Özgürlük Tuzağı, Osman Aysu'dan okuduğum ilk kitaptı. Kitabın dili akıcıydı ama bazı yerlerde tekrarlamalar ve çok fazla Osmanlıca kelime vardı. Konuşmalar, bazı yerlerde ABD aksiyon filmlerindeki replikler gibiyken, bazı yerlerde de Divan Edebiyatı'ndan bir eser okuyor gibi hissettim. Kısacası, dil bakımından istikrar sağlayamamış yazar.
Olayların gidişatına gelince...Katilin ya da katillerin kim olduğunu tahmin etmekte zorlanmadım ancak en sondaki o bölüme gerek var mıydı acaba? Pek de inandırıcı değildi. Bir insan, intikam için böyle bir riski göze alır mı ki?
Yazarın okuduğum ilk kitabıydı, karakterleri tanıdıkça neyin ne olduğunu anlıyorsunuz, zaten kolay okunabilir bir kitaptı.
Bir sabah yanında tanımadığı bir kadının cesedi ve bir oda dolusu polisle uyanan Caner dün geceye ait hiçbir şey hatırlamamaktadır.

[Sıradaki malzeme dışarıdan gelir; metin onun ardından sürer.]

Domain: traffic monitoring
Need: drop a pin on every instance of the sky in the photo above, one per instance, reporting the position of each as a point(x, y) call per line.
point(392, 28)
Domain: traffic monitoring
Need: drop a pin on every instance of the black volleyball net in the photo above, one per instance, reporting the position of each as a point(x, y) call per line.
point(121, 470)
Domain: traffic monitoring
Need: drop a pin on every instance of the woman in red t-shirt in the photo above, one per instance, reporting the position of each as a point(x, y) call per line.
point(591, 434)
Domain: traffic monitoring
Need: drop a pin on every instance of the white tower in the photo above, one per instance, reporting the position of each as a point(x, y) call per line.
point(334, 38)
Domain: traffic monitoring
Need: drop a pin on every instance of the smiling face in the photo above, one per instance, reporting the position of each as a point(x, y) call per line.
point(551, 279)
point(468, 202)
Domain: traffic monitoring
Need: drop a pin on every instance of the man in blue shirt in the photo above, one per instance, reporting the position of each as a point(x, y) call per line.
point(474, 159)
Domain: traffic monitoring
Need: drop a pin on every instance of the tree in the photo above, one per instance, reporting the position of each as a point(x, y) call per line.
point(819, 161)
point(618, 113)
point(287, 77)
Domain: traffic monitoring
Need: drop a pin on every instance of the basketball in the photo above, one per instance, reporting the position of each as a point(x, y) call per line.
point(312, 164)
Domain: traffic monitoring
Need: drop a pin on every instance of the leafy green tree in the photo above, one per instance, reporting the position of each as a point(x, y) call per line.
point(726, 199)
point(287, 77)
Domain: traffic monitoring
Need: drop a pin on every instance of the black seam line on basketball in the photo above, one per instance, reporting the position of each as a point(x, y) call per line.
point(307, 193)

Polislere sunacağı hiç bir delil ve bilgi olmadığı için de birinci dereceden katil zanlısı olarak gözaltına alınır , fakat bir tanıdığı sayesinde hayatına dahil olan cevval avukat Feride olayların seyrini hiç umulmadık bir hızla değiştirecektir.
Kitabın en can alıcı yerleri son sayfalarıydı finalde bombayı Caner patlattı derken Meğer Feride pusuda bekliyormuş, avukatın yerinde ben olsam ne yapardım bilmiyorum :)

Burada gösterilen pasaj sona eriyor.